The team house is quiet when I return from my late workout. Most of the guys are probably at dinner or the library. Perfect. I need the silence after the sensory overload of the day.

I climb the stairs to the second floor, heading for the shower in my room, when Eli's door opens.

He leans against the doorframe, wearing only gym shorts, his sandy hair damp from his own shower.

His lean body bears the marks of yesterday's practice, a bruise forming on his ribs where he caught a crab with his oar.

"You missed dinner," he says.

"Not hungry." I move to step past him.

His hand catches my wrist, gentle but firm. "Liar."

Unlike with Gray, I don't mind when Eli calls me on my bullshit. It's different with him. Everything is.

"Extra weight room session," I explain.

His hazel eyes scan my face. "Because of what she said about your shoulder?"

News travels fast in a house of eight rowers. "Partially."

Eli's thumb traces slow circles on the inside of my wrist, a gesture casual enough to be deniable but deliberate enough to send heat coursing through my veins.

"You're thinking too loudly," he murmurs. "I can hear it from my room."

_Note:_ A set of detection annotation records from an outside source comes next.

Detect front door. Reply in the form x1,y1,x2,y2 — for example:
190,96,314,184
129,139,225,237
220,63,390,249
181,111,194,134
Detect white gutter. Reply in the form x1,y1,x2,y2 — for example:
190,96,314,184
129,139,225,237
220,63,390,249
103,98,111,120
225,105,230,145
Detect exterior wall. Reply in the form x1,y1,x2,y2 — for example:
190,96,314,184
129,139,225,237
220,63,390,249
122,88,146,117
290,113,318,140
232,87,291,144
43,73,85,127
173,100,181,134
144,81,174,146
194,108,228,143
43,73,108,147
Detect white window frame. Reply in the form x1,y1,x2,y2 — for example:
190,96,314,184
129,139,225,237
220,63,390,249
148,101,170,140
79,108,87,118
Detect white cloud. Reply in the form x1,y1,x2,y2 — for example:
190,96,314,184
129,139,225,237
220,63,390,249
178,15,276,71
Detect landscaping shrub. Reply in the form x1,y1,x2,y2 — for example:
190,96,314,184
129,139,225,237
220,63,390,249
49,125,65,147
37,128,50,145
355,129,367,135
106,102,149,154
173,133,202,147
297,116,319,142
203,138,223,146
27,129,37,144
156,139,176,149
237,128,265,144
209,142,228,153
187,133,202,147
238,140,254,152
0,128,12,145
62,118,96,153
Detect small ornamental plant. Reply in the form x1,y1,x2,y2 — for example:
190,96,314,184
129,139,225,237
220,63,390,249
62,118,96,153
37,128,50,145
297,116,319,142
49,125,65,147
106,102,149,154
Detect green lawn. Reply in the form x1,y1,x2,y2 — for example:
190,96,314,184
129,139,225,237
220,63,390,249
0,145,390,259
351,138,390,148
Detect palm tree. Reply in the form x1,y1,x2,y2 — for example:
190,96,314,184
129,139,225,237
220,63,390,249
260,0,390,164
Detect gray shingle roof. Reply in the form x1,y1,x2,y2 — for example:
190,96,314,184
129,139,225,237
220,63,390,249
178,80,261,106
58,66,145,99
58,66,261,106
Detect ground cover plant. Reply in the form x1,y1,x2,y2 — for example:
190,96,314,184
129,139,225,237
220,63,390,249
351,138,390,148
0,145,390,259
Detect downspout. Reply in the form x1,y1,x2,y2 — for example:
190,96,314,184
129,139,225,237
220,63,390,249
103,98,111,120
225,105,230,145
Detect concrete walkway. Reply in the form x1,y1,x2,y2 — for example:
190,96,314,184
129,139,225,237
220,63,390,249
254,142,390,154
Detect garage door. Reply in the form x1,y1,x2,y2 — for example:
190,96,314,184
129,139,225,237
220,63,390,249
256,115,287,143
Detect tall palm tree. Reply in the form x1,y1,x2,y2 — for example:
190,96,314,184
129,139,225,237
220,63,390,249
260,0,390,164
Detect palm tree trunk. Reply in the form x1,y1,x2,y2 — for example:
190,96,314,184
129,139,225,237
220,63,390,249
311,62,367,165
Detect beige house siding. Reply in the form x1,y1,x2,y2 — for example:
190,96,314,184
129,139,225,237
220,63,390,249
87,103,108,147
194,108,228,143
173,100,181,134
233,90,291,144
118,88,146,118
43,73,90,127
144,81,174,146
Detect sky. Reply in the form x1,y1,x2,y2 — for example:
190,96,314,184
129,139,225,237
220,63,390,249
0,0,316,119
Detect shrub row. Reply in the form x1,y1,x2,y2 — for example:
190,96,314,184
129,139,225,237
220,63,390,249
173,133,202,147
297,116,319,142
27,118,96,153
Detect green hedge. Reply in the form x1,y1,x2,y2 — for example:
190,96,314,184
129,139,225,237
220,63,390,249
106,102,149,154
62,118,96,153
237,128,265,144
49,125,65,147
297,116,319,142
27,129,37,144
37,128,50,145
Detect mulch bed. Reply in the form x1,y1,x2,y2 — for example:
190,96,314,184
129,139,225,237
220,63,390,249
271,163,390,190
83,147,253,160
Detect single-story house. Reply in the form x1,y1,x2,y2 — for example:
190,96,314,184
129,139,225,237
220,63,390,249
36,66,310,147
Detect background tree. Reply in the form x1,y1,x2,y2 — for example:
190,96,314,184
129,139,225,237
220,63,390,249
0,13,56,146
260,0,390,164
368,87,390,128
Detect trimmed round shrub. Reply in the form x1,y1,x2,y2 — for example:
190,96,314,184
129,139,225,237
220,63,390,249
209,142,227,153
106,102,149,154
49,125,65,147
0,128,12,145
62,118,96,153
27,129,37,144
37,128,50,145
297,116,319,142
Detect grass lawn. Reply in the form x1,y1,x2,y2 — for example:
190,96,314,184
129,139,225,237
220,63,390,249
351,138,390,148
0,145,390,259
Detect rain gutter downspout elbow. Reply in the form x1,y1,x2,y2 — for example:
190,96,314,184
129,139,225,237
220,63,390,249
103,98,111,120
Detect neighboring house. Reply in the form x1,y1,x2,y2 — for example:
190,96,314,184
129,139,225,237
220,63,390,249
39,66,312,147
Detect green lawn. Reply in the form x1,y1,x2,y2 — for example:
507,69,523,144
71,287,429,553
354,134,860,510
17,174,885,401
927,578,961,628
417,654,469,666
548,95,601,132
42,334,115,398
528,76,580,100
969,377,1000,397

"Thought you were studying for your econ midterm."

"I was. Then I got distracted." His gaze holds mine, a question in it.

We shouldn't do this again. We've both agreed it's just physical. Just convenience. Just two teammates helping each other through the pressure of competition season.

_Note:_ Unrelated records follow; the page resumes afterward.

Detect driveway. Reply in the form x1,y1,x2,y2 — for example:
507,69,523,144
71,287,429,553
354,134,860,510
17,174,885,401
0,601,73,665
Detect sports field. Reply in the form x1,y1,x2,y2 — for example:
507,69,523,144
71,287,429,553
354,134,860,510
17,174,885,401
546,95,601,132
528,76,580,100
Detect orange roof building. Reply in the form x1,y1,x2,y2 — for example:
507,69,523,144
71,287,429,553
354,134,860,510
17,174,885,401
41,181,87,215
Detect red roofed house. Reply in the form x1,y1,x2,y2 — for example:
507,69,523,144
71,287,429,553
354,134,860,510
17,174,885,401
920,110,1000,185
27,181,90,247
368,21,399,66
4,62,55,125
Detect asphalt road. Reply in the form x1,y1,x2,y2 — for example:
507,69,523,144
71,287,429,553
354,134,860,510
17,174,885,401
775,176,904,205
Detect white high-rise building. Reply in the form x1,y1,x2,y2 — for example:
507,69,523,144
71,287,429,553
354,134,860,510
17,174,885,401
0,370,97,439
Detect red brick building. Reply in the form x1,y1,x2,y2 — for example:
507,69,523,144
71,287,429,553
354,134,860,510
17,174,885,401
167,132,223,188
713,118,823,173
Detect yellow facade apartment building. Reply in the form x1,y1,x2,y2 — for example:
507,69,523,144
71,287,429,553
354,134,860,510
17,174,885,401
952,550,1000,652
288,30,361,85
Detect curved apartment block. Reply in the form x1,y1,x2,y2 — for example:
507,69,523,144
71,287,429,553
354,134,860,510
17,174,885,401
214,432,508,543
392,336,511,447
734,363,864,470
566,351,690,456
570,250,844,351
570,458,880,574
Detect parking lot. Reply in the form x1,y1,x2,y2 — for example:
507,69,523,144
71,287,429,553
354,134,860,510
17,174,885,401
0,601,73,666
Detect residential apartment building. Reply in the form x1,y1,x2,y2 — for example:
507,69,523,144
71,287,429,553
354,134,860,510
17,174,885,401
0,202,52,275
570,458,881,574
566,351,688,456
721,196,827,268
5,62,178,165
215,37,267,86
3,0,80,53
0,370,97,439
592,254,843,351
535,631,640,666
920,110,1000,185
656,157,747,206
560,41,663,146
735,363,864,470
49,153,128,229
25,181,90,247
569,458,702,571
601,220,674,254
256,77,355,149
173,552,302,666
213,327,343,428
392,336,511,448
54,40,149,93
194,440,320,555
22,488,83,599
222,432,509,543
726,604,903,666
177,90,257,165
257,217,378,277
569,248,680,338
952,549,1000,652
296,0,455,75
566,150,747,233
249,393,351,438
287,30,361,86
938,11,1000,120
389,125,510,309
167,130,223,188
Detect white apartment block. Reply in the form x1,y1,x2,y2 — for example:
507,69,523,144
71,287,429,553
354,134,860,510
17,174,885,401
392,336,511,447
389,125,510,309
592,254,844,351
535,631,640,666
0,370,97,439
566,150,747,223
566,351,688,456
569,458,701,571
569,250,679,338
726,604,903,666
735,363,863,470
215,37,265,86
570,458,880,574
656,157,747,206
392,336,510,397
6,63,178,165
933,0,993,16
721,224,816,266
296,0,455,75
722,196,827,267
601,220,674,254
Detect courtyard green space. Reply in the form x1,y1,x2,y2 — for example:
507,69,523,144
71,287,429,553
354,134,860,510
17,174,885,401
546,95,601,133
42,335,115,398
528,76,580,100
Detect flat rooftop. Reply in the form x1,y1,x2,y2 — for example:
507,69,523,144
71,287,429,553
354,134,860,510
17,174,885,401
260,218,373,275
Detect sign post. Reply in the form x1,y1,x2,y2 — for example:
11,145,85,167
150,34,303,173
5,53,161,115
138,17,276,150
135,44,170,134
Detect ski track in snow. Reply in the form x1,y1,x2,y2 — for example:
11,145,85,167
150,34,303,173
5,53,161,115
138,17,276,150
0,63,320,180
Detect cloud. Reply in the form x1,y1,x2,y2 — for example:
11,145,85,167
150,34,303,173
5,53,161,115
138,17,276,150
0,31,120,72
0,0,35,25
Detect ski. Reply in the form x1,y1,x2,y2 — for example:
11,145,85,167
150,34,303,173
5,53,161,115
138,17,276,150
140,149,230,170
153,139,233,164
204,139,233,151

But tonight, with my skin feeling too tight and my head full of unwanted thoughts, I need the release. Need to regain control that's been slipping since Callahan stepped onto our dock.

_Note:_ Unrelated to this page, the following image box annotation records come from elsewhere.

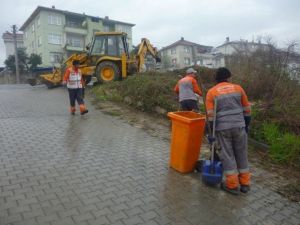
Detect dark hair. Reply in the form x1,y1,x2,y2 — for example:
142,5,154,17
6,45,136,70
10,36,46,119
73,59,80,66
215,67,231,83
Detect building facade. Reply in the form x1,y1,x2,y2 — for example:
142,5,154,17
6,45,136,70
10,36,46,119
2,32,24,59
20,6,134,67
159,37,212,69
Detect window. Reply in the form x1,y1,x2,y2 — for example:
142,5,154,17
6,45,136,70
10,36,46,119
48,14,61,25
91,17,99,23
184,46,191,53
107,36,118,55
184,57,191,65
67,36,83,48
92,36,105,55
38,36,42,46
49,52,62,63
118,37,126,55
48,33,61,45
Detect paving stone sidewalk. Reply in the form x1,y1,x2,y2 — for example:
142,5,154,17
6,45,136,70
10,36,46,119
0,85,300,225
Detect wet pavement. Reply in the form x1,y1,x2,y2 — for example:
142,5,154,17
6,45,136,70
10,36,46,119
0,85,300,225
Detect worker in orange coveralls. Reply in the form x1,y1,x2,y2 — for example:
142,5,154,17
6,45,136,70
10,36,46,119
174,68,202,111
63,60,89,115
206,67,251,195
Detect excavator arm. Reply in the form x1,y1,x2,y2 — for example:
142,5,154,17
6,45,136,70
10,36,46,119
136,38,161,72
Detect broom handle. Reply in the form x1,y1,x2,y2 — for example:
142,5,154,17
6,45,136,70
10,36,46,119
211,98,218,163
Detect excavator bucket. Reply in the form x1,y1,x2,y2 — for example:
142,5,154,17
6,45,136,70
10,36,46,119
40,69,62,88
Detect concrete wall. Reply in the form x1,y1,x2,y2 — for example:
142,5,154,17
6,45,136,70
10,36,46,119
24,10,132,67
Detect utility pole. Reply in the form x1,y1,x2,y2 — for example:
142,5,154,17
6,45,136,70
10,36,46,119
12,25,20,84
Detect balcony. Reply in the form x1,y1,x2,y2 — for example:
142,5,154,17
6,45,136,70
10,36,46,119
65,26,87,35
65,45,84,52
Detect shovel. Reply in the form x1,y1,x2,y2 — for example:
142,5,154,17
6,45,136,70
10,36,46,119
202,99,222,185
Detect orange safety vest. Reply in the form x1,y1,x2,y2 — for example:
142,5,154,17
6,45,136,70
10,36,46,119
64,68,83,89
206,82,251,130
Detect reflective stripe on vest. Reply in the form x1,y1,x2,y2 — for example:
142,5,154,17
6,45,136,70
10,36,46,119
217,109,243,116
67,70,82,89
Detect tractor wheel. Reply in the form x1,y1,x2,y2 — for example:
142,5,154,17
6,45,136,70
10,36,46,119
96,61,121,83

I move forward, crowding Eli back into his room, kicking the door shut behind us. His breath hitches, pupils dilating as I turn and press him against the wall.

"Someone's tense," he observes, the corner of his mouth lifting.

"You talk too much." I cup the back of his neck, fingers threading through sandy hair, and kiss him hard.

He responds immediately, hands sliding up under my shirt, mapping familiar territory. This is what I need: direct, honest, uncomplicated. No mind games, no hidden agendas, just skin and heat and momentary escape.

We navigate across the room, his hands tugging my shirt over my head while I work at the drawstring of his shorts.

Clothes hit the floor in our wake as we fall onto his narrow bed in a tangle of limbs.

Eli lets me take control, understanding without words that I need it tonight.

But there's nothing passive in the way he meets me halfway, challenges me, pushes back.

"Turn over," I growl against his ear, already reaching for the drawer where he keeps supplies.

Eli complies, but not without a smirk over his shoulder. "Demanding today."

I silence him with a firm hand between his shoulder blades, pressing him into the mattress.

His skin is hot beneath my palm, muscles shifting as he adjusts his position.

I take my time preparing him, relishing the way his breath catches, how his body responds to my touch.

Sliding my fingers in and out of his tight hole while he pushes back against me.

Gripping the back of his neck until he gasps.

"Get on with it," he urges, voice rough with impatience.

"No." I grab his hips, holding him in place. "We do this my way."

I pick up the lube, slicking myself thoroughly before digging my fingers into his hips and pulling him back against me.

I position myself, sliding in slow before pushing the rest of the way in with a force that rocks the bed against the wall.

I want to go slow, to savor the feeling of him clenching around my cock, but too much is swirling in my head and the only way to make it stop is to lose myself in him.

I pick up my pace until Eli’s voice is the only thing I can hear.

Each thrust punctuated by his gasps, my growls, the slap of skin against skin.

Eli isn't having it. He pushes back against me, demanding more. "Stop holding back."

"I'm not."

"Liar." He looks over his shoulder, hazel eyes dark with challenge. "You want to lose control. So lose it."

If that's what he wants, I'll give it to him. I increase the pace, each thrust punctuated by his gasps, my growls, the rhythmic impact of the bed against the wall.